Pancreas Cancer Radiation Treatment Options
Pancreas cancer radiation treatments through WorldMed assist are high quality, affordable and convenient. You receive the benefit of our expertise and the compassion of our registered nurses as you receive care in the US or outside the US. We are affiliated with hospitals that are approved by JCAHO or the Joint Commission International (JCI) and associated with respected US medical institutions, including Johns Hopkins and Harvard Medical.
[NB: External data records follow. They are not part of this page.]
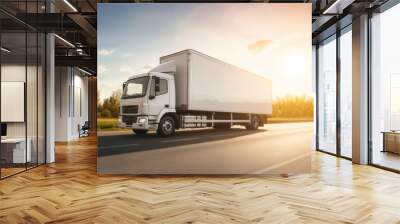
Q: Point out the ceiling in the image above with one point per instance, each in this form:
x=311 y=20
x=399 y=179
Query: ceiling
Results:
x=75 y=22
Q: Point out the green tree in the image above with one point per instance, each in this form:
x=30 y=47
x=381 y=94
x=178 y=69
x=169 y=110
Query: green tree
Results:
x=110 y=106
x=293 y=107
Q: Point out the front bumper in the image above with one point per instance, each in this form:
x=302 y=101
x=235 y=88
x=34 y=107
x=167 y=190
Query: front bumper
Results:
x=140 y=123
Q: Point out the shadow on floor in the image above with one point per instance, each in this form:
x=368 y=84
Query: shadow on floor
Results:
x=118 y=144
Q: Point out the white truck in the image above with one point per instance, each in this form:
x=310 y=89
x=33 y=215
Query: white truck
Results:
x=192 y=90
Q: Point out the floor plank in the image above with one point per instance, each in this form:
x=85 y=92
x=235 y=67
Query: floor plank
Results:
x=70 y=191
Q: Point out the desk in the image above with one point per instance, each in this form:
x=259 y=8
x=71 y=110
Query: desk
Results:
x=391 y=141
x=13 y=150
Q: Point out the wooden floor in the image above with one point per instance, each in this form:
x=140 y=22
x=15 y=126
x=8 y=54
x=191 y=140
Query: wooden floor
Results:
x=70 y=191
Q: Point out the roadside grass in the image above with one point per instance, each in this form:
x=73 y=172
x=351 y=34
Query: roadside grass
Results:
x=108 y=124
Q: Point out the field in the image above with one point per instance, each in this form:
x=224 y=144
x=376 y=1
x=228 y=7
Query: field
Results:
x=107 y=124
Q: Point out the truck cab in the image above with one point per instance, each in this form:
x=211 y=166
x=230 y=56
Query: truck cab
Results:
x=146 y=98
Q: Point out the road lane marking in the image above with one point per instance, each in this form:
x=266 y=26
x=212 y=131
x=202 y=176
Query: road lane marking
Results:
x=180 y=140
x=117 y=146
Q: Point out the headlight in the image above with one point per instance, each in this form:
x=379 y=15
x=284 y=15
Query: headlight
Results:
x=142 y=120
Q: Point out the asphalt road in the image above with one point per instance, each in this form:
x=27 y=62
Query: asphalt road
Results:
x=275 y=148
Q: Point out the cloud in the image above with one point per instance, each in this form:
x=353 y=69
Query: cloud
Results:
x=126 y=55
x=125 y=68
x=147 y=67
x=259 y=46
x=105 y=52
x=101 y=69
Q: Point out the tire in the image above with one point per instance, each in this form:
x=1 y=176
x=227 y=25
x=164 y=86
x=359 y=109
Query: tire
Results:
x=166 y=127
x=140 y=132
x=254 y=123
x=222 y=126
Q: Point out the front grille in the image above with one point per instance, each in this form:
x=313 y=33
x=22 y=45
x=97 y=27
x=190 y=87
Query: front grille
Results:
x=129 y=119
x=133 y=109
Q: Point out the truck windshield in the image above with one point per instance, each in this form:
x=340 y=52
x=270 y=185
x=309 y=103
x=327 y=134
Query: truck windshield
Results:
x=136 y=87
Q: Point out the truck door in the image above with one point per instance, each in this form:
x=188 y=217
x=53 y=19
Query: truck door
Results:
x=159 y=95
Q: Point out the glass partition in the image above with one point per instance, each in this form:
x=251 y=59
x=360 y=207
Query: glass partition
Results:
x=22 y=67
x=346 y=93
x=327 y=96
x=385 y=89
x=14 y=153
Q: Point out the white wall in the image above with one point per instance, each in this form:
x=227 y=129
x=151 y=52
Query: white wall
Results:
x=70 y=84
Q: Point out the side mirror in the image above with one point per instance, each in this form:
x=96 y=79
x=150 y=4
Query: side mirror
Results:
x=152 y=93
x=157 y=86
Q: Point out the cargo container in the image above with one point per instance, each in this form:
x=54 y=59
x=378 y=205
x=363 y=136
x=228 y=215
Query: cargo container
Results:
x=192 y=90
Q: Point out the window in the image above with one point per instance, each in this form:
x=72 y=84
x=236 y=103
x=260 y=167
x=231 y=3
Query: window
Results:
x=162 y=87
x=158 y=86
x=385 y=89
x=135 y=87
x=346 y=94
x=327 y=96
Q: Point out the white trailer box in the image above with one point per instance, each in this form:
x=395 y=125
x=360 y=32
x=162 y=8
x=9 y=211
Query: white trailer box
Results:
x=204 y=83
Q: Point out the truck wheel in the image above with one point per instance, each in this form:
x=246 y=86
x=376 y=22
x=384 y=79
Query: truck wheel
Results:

Our case managers are registered nurses who consult with you to make certain all your concerns and questions are taken care of to your satisfaction.
Most importantly, we provide you with a personal touch from start until well after your return home.
How is radiation therapy applicable specifically to pancreatic cancer?
Pancreatic cancer originates in the exocrine cells, which compose the ducts that carry the pancreatic juices.
This is the case for most forms of pancreatic cancer.
The pancreas is located behind other organ systems such as the small intestine, the stomach, and bile ducts.
Therefore radiation therapy needs to be precise so that other tissues are not affected by the process.
Advanced radiation delivery systems help physicians in targeting tumor areas that may be difficult to reach in the pancreas.
Higher doses of radiation may be necessary in some cases, as well as more frequent visits to a clinic or hospital.
Treatment may last several weeks and can include a schedule of one treatment a day from Monday to Friday.
Adjustments can be made throughout the program as progress is made in shrinking and removing the tumor.
What are some of the side effects of radiation treatment?
The severity of the side effects of pancreatic cancer treatment will depend on the amount of radiation that is applied in each dose, as well as the part of the body that is involved.
Less severe or minor cases are usually accompanied with discomfort and fatigue.
Patients may feel tired during or after therapy, so adequate rest and light exercise is recommended.
Since radiation therapy for the pancreas targets the chest and abdomen area, side effects may include nausea, urinary discomfort, diarrhea, vomiting.
The pancreas plays a role in the production of cells, so patients may register a decrease in the number of active white blood cells.
Side effects typically reside once the treatment is over, though they may persist for a while after treatment.
Consultation with a doctor will help a patient determine whether any medications or suggestions can help alleviate symptoms.
Are there any developments in the field of pancreatic radiation therapy?
As described above, treatment in pancreatic cancer demands a high degree of skill and accuracy when positioning the radiation beams in relation to the tumor.
A new development in treatment methods is the Cyberknife system, which utilizes a robotic arm to manipulate the radiation in a manner which is non-invasive and requires no cutting.
The Cyberknife technology also provides physicians with thoroughly mapped frames of reference using images of the patient’s skeletal structure.
This provides the patient with more treatment options, since the increased accuracy can address tumors that cannot be operated on using standard procedures.
Also, the Cyberknife procedure allows beams to be aimed at any location in the body and from any direction.